Beliau menjawab, ‘Ya’

Imam Nawawi berkata, “Aku mengharamkan yang haram artinya adalah aku menjauhinya, dan aku menghalalkan yang halal artinya adalah aku melakukannya dengan meyakini kehalalannya.”

Sosok lelaki yang bertanya pada hadis tersebut menurut para pensyarah hadis, seperti imam Ibnu Daqiq di dalam kitab Syarah Al-Arbain dan Dr. Mustafa Dieb di dalam kitab Al-Wafi bernama An-Nu’man bin Qauqal Al-Khaza’i.

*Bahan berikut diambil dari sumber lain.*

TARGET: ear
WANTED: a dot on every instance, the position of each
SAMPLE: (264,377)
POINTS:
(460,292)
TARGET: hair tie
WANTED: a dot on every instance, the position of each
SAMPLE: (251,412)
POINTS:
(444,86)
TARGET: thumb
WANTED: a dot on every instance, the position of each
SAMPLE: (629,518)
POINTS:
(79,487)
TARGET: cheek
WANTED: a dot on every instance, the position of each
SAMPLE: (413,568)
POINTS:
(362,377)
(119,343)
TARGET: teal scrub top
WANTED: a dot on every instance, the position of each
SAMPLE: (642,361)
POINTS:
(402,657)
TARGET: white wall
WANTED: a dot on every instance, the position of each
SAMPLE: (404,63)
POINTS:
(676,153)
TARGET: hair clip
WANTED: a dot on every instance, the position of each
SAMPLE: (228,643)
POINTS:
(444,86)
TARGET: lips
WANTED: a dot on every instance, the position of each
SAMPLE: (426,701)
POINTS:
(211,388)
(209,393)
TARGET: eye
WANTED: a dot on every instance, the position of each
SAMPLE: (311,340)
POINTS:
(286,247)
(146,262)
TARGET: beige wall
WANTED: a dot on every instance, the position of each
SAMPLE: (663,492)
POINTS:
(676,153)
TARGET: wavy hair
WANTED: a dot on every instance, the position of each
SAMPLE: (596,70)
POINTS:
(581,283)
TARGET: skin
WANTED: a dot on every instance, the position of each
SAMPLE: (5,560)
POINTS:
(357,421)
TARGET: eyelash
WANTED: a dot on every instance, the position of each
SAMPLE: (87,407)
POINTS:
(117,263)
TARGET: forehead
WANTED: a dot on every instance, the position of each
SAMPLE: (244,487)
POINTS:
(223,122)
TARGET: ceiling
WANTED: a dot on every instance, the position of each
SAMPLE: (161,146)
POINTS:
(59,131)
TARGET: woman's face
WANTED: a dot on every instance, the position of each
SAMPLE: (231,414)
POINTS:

Pertanyaan An-Nu’man menunjukkan betapa ia sangat merindukan surga dan ingin memastikan apa yang telah ia lakukan dapat mengantarkannya ke sana atau tidak. Pertanyaan seperti ini kerap kali ditanyakan oleh para sahabat lainnya. Mereka menanyakan kepada Rasulullah saw. amalan apa saja yang dapat memasukkannya ke dalam surga.

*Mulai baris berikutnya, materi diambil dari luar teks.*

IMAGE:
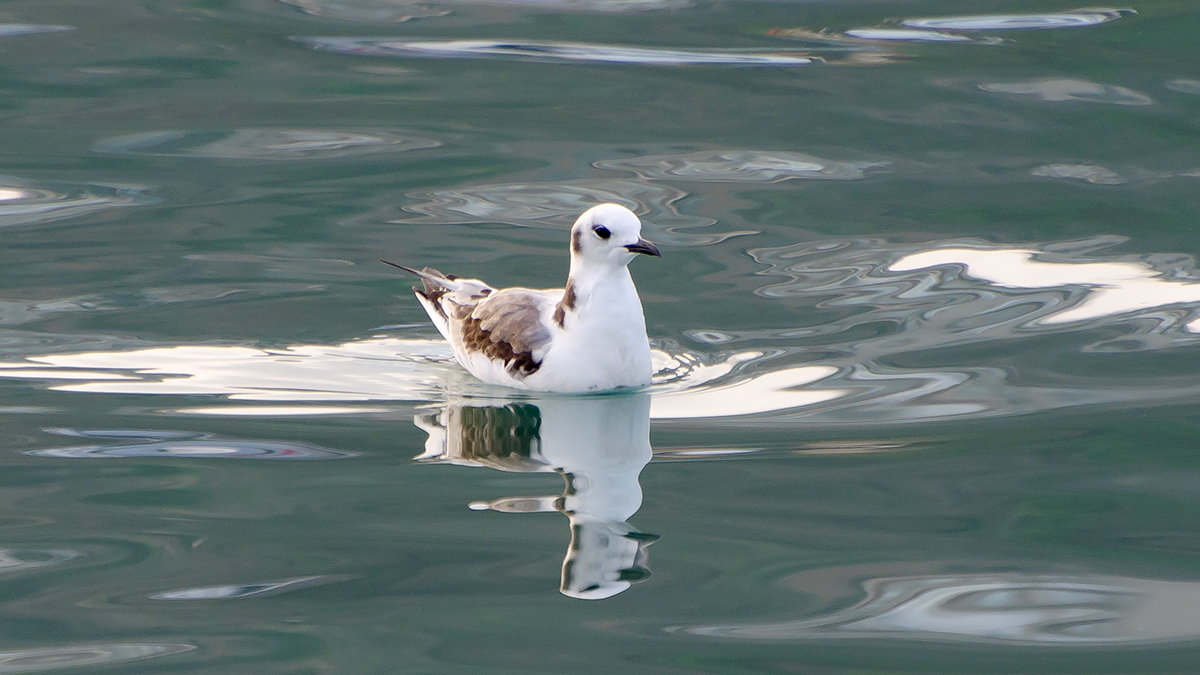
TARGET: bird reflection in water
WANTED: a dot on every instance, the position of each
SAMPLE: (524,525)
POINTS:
(598,444)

Baca juga: Hadis tentang Pentingnya Istiqamah

Dr. Ahmad Ubaidi Hasbillah dalam kitab Fawaid Al-Musthafawiyyah menjelaskan bahwa hadis ini menunjukkan jalan menuju surga adalah istiqamah. Jalan menuju surga bukanlah ekstrim atau terlalu menggampangkan dalam urusan agama.

Beliau juga meluruskan pemahaman tentang hadis ini yang biasanya dipahami bahwa jalan menuju surga hanyalah dengan shalat, puasa, menghalalkan yang halal, dan mengharamkan yang haram saja. Lebih dari itu, maksud hadis ini adalah agar kita dapat istiqamah secara sempurna dalam menjalankan perintah-perintah dan menjauhi larangan-larangan agama.

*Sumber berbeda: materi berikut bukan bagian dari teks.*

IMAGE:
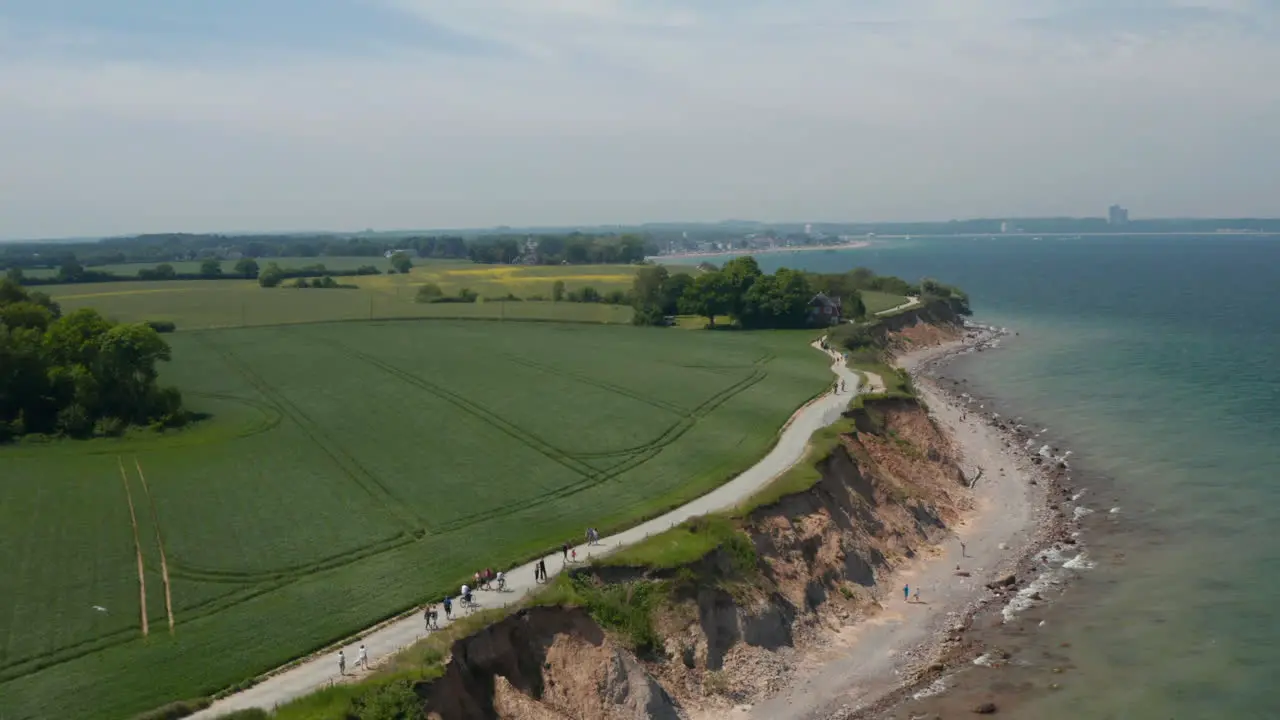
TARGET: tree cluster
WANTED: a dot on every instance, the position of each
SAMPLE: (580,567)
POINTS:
(273,274)
(77,374)
(739,290)
(572,249)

Lalu, mengapa An-Nu’man tidak menyebutkan zakat dan haji secara spesifik pada hadis tersebut? Bukankah hal itu termasuk kewajiban yang juga harus dijalankan seperti shalat dan puasa?

Dr. Mustafa Dieb menjelaskan bahwa dimungkinkan sekali ketika itu masih belum diwajibkan zakat dan haji. Bisa juga disebabkan ia tidak mampu melaksanakan ibadah tersebut sehingga tidak diwajibkan untuknya. Sehingga ia hanya menjalankan kewajiban-kewajiban yang ia mampu laksanakan dengan mengharap ridha Allah swt. Bisa juga zakat dan haji itu sudah masuk dalam ungkapan “menghalalkan yang halal dan mengharamkan yang haram.”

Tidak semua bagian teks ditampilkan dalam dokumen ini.